Sebagai informasi, Irani didampingi Menteri Luar Negeri India, V Muraleedharan, pada Senin, 8 Januari 2024 lalu, bertemu dengan relawan India, yang memberikan layanan khusus kepada jamaah haji Negeri Hindustan tersebut. Mereka juga berinteraksi dengan jamaah umrah dari India.
Menariknya, Arab Saudi mengizinkan menteri India yang beragama Hindu tersebut masuk dalam pelataran Masjid Nabawi. Lalu, bagaimana sesungguhnya hukum non-Islam memasuki masjid , terutama Masjid Nabawi?

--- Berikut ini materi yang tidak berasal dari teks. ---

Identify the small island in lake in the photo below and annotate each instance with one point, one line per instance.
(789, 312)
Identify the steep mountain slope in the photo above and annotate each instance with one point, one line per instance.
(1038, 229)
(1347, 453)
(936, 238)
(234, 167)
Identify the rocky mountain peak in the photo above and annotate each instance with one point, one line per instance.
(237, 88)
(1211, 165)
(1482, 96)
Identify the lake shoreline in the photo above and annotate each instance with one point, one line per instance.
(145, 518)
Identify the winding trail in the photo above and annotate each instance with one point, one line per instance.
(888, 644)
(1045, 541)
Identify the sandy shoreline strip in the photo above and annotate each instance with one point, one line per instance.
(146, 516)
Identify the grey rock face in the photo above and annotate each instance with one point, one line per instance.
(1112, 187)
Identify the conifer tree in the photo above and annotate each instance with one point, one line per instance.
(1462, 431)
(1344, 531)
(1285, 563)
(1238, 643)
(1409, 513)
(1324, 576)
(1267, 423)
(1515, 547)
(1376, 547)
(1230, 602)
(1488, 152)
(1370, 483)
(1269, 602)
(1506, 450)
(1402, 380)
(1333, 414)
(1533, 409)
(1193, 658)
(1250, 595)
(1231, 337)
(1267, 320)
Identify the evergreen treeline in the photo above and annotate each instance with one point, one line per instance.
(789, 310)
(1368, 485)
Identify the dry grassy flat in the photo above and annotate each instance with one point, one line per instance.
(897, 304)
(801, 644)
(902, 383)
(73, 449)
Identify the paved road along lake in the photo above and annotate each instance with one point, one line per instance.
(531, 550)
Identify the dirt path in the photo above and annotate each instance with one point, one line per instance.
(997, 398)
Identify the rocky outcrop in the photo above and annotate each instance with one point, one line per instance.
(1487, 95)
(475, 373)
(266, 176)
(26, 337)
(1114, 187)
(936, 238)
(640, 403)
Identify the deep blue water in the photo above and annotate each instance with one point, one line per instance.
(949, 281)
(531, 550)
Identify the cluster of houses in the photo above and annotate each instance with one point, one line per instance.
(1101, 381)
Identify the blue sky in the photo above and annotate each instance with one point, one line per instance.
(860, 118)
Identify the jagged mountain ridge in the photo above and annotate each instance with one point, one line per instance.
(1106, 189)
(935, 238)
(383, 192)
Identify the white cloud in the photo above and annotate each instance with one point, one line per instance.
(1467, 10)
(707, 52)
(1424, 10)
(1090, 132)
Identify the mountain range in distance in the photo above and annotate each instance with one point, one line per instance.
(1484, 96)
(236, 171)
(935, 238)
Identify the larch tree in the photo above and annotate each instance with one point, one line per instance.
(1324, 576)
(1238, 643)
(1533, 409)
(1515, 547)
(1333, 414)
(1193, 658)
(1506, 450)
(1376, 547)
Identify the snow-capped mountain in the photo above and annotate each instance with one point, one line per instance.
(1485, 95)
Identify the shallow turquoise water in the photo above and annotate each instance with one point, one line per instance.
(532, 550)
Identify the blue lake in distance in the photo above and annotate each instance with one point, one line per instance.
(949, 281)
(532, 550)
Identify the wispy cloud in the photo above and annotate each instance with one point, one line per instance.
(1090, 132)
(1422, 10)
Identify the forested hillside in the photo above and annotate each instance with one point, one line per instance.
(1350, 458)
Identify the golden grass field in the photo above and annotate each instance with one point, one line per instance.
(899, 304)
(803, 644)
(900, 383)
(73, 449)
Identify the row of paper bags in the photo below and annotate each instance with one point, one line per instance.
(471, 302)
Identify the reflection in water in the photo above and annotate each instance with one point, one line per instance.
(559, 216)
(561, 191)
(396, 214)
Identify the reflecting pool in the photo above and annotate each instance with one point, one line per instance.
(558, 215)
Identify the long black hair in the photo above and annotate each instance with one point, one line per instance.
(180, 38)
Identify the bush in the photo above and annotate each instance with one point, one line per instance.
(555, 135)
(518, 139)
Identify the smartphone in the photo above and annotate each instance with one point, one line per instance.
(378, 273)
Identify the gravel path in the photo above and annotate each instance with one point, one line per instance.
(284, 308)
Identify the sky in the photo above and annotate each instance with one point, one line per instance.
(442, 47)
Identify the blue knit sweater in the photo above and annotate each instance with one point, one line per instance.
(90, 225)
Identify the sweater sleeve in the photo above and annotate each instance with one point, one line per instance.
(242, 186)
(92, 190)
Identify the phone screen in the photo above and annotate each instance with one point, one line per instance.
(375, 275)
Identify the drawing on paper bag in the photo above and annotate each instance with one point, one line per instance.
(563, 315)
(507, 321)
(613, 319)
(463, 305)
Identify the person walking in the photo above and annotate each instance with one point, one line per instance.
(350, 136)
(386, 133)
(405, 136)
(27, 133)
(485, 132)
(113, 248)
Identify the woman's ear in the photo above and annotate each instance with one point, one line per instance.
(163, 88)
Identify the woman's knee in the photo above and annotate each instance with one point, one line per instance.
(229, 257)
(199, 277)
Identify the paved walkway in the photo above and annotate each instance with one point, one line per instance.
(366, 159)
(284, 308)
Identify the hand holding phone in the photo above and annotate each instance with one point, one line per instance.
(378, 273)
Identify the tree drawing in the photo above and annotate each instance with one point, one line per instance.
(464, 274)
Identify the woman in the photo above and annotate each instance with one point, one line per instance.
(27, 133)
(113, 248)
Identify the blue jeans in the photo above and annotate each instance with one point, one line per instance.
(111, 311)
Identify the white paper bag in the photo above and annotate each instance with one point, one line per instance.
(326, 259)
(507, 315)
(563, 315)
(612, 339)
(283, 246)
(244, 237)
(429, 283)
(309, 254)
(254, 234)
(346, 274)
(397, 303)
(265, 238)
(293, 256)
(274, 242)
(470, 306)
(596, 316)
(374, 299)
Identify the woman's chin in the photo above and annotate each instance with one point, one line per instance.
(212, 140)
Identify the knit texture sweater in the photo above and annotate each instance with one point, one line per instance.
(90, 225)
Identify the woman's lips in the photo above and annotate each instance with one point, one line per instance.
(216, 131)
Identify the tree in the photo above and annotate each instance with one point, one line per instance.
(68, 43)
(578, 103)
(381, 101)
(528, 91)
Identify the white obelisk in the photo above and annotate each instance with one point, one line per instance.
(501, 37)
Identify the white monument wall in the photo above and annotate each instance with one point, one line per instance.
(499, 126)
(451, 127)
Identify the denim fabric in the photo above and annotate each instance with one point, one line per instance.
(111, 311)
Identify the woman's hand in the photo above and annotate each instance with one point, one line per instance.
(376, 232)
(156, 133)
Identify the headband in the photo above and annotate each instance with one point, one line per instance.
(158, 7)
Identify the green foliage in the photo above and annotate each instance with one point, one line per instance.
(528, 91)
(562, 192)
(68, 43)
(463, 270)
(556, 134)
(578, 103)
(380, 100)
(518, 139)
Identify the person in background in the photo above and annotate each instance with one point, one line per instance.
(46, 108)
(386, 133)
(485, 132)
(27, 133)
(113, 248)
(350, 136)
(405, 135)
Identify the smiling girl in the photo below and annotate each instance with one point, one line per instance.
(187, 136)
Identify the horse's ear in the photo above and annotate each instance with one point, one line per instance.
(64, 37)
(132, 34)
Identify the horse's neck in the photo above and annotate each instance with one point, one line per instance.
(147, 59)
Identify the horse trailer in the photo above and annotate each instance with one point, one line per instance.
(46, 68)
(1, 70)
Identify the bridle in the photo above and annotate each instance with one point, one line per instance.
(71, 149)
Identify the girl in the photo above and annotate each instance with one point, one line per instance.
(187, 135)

Secara umum, ulama memang berbeda pendapat tentang kebolehan non-Muslim masuk ke dalam masjid. Perbedaan pendapat ulama perihal ini berangkat dari perbedaan pemahaman mereka atas Surat At-Taubah ayat 28 berikut ini:
Artinya, “Wahai orang yang beriman, sungguh orang musyrik itu najis. Janganlah mereka memasuki masjidil haram setelah tahun ini.” (QS At-Taubah ayat 28).
Dari ayat ini, lahir pelbagai pandangan ulama perihal masuknya non-Muslim ke dalam tanah haram, masjidil haram, dan masjid selain masjidil haram, dengan atau tanpa izin umat Islam, dan dengan atau tanpa keperluan.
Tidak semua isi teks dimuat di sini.